# rehydratoR - example tibble download

This Jupyter Notebook is an example of how to use the rehydratoR R package to facilitate the replication of Twitter-based research by providing a convenient function to download lists of tweets.

The input for the package is a list of tweet ID numbers. See https://archive.org/details/gaza-tweets for an example.

The output of the package are the tweets downloaded a [tibble](https://CRAN.R-project.org/package=tibble).

This package limits the rate of tweet downloading so Twitter's 90,000 tweet/15 minute limit is not exceeded.

Tweets that have been deleted or made private cannot be downloaded.

A Twitter developer account is required. You can apply for a developer account at https://developer.twitter.com.
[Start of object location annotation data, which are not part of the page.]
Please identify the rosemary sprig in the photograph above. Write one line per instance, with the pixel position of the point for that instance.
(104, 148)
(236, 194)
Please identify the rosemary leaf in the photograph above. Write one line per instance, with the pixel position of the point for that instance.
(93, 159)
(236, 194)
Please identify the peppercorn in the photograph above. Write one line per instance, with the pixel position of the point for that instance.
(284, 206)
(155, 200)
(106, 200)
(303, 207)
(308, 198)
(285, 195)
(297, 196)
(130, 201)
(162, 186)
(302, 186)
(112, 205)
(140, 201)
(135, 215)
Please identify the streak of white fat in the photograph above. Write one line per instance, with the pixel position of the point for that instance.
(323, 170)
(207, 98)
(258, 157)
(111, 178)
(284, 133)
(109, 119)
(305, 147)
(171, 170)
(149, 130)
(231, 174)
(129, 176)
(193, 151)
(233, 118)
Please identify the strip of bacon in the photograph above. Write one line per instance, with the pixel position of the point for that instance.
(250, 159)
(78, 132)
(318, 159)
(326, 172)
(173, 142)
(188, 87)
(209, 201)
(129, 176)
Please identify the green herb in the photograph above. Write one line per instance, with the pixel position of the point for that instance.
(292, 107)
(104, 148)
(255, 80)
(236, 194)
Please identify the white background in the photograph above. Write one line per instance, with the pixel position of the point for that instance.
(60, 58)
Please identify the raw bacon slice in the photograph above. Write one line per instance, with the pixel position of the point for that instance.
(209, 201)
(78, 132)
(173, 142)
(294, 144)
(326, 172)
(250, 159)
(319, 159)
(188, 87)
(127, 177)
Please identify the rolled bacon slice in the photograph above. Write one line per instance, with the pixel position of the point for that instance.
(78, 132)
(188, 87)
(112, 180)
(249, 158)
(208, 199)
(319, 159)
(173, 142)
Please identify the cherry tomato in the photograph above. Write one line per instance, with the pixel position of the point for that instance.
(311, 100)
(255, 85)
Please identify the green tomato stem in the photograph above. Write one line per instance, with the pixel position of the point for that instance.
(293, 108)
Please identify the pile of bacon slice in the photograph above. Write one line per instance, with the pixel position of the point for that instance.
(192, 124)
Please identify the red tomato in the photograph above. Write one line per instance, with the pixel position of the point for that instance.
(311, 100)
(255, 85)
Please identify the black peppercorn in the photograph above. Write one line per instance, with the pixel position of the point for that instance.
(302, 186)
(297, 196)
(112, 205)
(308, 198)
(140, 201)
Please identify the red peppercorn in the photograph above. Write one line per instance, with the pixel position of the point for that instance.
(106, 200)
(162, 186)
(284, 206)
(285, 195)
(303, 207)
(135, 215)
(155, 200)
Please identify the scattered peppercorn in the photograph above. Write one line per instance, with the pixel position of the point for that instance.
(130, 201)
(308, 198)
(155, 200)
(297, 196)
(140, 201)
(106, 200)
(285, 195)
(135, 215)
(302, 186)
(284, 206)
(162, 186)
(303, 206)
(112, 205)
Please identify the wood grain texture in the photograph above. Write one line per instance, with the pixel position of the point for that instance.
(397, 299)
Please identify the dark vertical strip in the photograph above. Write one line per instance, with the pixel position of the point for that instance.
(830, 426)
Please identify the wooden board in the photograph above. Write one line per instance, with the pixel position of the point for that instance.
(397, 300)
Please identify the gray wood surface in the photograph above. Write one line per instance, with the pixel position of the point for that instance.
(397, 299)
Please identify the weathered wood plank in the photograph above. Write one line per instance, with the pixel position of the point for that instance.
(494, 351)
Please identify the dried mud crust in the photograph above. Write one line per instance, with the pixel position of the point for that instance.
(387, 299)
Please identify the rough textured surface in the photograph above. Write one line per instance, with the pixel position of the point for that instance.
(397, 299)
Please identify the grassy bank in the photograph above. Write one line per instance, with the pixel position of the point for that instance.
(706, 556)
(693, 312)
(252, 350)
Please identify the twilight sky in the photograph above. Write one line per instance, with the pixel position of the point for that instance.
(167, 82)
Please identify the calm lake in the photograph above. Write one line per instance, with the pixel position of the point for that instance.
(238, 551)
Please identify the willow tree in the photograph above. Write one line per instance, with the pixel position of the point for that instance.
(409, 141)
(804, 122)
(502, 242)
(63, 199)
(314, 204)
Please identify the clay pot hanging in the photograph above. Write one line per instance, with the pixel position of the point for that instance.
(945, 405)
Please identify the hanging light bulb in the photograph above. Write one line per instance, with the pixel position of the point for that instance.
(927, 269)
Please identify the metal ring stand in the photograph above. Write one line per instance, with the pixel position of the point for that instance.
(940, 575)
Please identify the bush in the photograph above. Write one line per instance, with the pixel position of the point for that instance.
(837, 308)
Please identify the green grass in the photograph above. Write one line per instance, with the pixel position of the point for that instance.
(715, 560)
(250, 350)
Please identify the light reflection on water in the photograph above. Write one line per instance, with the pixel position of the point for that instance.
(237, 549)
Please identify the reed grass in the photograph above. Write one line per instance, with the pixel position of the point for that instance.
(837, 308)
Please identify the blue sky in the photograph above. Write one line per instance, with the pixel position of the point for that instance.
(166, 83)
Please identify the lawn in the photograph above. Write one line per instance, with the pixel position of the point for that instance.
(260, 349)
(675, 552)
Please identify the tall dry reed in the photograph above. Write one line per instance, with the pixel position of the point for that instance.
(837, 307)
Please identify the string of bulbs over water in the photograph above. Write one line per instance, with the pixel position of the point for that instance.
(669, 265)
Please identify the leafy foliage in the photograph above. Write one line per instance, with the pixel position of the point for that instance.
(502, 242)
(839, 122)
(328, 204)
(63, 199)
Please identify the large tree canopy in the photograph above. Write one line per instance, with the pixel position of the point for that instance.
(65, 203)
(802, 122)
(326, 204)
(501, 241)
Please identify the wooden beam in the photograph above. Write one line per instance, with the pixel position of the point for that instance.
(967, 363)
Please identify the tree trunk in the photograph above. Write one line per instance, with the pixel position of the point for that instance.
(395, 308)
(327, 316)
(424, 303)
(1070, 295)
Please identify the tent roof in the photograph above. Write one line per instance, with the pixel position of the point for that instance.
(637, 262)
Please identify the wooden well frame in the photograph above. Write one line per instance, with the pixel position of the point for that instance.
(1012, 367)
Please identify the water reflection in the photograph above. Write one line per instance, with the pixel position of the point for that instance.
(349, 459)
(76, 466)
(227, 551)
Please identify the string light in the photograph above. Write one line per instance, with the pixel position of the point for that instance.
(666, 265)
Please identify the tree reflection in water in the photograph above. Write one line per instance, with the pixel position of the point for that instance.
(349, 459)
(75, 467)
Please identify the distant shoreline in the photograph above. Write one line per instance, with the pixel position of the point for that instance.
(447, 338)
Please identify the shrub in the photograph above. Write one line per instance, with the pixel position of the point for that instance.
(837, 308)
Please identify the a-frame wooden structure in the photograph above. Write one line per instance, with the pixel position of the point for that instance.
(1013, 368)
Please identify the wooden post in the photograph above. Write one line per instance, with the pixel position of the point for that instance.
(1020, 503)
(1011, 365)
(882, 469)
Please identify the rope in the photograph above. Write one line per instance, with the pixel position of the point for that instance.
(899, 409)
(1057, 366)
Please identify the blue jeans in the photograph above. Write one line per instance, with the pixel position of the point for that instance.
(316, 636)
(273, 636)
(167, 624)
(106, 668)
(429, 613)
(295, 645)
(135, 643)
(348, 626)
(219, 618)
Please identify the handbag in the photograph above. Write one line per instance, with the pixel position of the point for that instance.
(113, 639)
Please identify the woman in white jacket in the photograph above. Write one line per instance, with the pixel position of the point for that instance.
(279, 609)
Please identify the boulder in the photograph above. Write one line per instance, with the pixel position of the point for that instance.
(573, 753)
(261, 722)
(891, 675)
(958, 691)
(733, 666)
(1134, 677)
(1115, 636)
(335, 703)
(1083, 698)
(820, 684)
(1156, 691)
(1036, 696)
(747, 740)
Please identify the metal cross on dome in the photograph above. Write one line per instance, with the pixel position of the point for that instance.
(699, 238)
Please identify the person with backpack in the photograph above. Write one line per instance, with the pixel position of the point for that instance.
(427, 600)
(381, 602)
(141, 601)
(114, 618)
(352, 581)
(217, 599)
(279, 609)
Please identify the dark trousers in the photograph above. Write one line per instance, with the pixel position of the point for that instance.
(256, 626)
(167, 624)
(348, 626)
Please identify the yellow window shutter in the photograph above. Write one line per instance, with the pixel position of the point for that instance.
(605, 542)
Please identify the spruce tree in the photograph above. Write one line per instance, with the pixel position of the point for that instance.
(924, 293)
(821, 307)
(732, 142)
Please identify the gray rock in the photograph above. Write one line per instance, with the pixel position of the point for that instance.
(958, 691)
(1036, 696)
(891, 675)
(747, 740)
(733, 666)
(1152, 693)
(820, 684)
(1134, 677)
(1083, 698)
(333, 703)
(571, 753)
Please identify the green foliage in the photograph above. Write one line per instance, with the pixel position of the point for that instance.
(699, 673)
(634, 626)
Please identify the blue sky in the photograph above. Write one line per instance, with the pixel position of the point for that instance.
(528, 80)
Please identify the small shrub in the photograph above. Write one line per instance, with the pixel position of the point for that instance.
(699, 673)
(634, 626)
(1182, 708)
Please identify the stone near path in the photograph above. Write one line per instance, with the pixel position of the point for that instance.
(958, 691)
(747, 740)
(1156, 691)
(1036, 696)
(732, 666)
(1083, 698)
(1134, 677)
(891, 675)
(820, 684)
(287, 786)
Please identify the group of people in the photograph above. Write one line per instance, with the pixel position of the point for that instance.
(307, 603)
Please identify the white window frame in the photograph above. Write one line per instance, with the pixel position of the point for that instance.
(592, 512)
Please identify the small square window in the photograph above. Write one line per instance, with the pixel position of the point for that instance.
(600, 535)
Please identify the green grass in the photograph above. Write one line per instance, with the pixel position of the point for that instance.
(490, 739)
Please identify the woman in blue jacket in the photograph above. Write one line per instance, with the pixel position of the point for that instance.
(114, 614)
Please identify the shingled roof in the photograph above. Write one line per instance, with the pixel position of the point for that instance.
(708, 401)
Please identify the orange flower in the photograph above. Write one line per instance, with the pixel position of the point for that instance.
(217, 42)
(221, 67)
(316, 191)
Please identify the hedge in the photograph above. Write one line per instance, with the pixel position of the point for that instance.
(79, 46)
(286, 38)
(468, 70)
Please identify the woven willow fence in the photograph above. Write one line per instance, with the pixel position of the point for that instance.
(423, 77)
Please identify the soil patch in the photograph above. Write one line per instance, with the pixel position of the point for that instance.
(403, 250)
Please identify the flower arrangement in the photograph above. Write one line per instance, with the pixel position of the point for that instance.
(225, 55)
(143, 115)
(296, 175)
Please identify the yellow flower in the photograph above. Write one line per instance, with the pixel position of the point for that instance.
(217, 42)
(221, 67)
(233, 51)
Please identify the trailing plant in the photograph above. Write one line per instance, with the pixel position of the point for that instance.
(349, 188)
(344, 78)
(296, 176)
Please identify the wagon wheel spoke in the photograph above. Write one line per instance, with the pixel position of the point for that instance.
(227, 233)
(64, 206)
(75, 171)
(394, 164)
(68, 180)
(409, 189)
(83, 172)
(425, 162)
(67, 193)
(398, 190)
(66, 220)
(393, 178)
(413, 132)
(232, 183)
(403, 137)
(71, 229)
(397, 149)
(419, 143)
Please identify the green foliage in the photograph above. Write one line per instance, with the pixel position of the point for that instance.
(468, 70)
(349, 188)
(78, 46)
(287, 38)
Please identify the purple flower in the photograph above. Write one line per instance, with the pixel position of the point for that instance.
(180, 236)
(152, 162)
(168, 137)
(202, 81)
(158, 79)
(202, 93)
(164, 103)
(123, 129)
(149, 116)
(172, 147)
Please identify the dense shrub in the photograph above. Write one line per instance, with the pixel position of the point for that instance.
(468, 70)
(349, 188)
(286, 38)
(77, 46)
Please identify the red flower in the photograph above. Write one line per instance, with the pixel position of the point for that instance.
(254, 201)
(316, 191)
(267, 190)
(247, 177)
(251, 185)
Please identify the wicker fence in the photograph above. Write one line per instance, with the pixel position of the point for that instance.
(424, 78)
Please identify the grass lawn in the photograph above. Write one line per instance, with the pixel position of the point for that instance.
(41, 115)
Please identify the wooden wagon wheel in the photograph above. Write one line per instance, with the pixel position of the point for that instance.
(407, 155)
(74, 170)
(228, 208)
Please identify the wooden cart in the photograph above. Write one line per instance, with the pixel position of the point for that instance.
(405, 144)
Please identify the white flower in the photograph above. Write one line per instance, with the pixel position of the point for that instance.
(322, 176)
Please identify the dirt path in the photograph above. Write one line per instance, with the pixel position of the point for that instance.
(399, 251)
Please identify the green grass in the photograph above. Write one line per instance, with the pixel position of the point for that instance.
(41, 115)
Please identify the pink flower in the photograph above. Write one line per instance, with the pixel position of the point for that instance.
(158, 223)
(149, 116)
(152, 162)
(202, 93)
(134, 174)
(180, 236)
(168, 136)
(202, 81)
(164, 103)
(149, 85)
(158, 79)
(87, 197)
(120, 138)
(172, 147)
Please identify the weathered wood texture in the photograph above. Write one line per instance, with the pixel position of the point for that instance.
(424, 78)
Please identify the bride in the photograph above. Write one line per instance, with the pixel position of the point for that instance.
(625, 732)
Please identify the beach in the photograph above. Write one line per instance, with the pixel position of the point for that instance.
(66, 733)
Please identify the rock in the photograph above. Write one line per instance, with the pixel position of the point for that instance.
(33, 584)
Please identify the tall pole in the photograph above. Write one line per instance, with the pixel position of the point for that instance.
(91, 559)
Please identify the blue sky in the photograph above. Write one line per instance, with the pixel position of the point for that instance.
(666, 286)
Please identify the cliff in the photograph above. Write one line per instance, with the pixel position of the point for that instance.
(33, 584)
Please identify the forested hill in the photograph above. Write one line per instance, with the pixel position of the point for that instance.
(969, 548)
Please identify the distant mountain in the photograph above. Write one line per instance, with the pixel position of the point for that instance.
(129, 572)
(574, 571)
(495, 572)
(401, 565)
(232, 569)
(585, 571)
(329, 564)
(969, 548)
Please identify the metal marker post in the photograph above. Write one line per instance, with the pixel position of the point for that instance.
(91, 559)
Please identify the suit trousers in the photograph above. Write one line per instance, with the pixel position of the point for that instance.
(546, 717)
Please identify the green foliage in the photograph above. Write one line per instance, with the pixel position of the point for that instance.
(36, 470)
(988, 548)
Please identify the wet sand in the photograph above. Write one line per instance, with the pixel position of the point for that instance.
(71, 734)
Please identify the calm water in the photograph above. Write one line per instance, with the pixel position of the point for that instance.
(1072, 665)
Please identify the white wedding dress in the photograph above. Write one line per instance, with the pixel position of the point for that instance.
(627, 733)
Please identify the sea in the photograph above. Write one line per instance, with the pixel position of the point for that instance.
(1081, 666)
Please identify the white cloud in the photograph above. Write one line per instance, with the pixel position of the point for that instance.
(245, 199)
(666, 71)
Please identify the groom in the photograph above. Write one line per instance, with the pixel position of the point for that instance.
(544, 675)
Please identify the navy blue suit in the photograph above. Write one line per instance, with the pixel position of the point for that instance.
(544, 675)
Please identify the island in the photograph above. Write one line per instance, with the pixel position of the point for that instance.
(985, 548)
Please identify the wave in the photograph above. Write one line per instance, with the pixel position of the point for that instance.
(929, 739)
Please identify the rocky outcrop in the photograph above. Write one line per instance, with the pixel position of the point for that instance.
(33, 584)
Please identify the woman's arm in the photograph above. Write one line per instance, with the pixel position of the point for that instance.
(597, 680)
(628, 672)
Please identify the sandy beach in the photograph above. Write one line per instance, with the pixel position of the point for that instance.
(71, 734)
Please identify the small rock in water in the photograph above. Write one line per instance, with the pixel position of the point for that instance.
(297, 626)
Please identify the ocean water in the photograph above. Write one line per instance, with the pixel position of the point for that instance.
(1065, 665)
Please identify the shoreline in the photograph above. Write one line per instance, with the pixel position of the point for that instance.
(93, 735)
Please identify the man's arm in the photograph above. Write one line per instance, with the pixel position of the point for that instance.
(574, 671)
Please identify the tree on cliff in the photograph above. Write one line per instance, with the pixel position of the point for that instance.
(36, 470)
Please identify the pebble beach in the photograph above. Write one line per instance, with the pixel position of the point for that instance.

Download the Gaza Tweets from archive.org.

In [1]:
cat(system('curl -L -O https://archive.org/download/gaza-tweets/ids.txt.gz', intern=TRUE), sep='\n')




Decompress the gzip file with the tweet ids.

In [2]:
cat(system('gunzip ids.txt.gz', intern=TRUE), sep='\n')




Use the head command to make ids.txt contain only the first 100 tweet ids. Skip this cell to process all of the tweet ids. The original file contains 4058754 tweet ids, downloading all 4058754 tweets can take a long time.

In [3]:
cat(system('mv ids.txt ids-orig.txt; head -n 100 ids-orig.txt > ids.txt', intern=TRUE), sep='\n')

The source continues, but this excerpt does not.